O imbróglio ganhou força com a manifestação de órgãos consultivos, como o Conselho Estadual de Política Cultural. Embora o conselho tenha reconhecido formalmente o inestimável valor e o legado de Amadeu Lobato para a cultura local, o parecer técnico recomendou a manutenção do nome atual até que debates públicos mais profundos ocorressem. Da mesma forma, a Secretaria de Estado do Turismo (Setur) emitiu uma nota técnica alertando que a alteração do nome poderia descaracterizar a marca do teatro frente ao mercado turístico e cultural, além de abrir um precedente jurídico e social perigoso para a modificação de outros monumentos históricos sem o devido critério de preservação imaterial.
Historicamente, o nome "Teatro das Bacabeiras" foi estabelecido na década de 1990 após um amplo movimento de mobilização que envolveu jornalistas, escritores, historiadores e os próprios artistas da época. Antes disso, o local era conhecido apenas como Cine Teatro Amapá. A escolha por "Bacabeiras" — uma referência direta à palmeira típica da região e à força da natureza amazônica — foi fruto de uma decisão coletiva para fortalecer a identidade regional. O Instituto Memorial Amapá, uma das vozes mais críticas à mudança, lembrou que apagar ou alterar esse nome significa desconsiderar um pacto social feito por gerações anteriores que lutaram pela valorização de termos nativos em detrimento de nomes personalistas.
Apesar do veto, o governador Clécio Luís fez questão de ressaltar que a decisão não representa um desmérito à figura de Amadeu Lobato. O artista é amplamente celebrado por sua contribuição ao teatro e à educação artística no Amapá. No entanto, o Executivo entende que a homenagem deve encontrar outros caminhos que não colidam com o patrimônio já consolidado no imaginário popular. A polarização em torno do tema evidenciou que, enquanto uma parcela dos artistas via na mudança um reconhecimento tardio a um mestre, outra parte via uma tentativa de "apagamento" de um nome que já pertence ao povo. Agora, o projeto retorna para a Assembleia Legislativa, onde os deputados estaduais terão o poder de manter o veto do governador ou derrubá-lo, o que exigiria uma maioria qualificada de votos para que a lei fosse promulgada à revelia do Estado.
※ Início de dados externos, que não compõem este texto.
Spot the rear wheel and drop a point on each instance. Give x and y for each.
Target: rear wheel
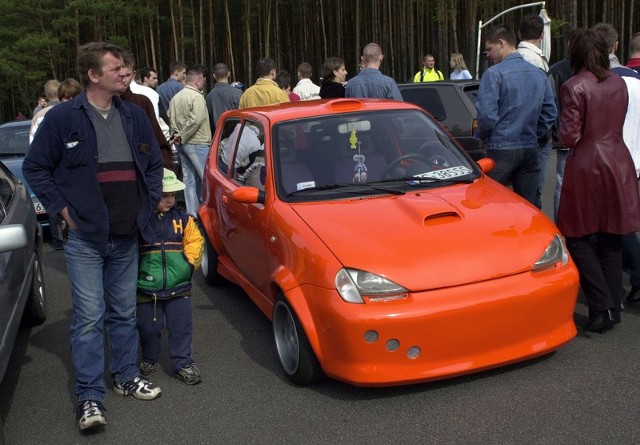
(35, 313)
(209, 264)
(294, 351)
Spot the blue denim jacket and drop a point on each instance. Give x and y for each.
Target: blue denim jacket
(62, 163)
(371, 83)
(515, 104)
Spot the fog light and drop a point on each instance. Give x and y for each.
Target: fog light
(413, 352)
(371, 336)
(392, 345)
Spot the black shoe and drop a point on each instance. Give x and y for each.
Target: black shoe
(634, 295)
(600, 322)
(57, 245)
(90, 415)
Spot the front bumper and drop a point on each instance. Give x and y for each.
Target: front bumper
(441, 333)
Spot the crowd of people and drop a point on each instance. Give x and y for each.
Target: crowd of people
(101, 162)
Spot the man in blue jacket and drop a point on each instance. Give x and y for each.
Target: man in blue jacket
(516, 109)
(96, 163)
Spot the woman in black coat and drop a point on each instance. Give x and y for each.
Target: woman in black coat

Para o leitor brasileiro, este caso serve como um exemplo importante de como a gestão de bens culturais deve equilibrar o desejo de homenagear figuras ilustres com a necessidade de preservar tradições históricas já enraizadas. O desfecho do caso do Teatro das Bacabeiras reforça a tendência de que decisões sobre nomes de logradouros e prédios públicos de valor histórico devem, obrigatoriamente, passar por ritos de consulta pública. O próximo passo será acompanhar a sessão parlamentar na Alap, que definirá se a voz do setor de preservação histórica prevalecerá ou se a homenagem legislativa ganhará novo fôlego.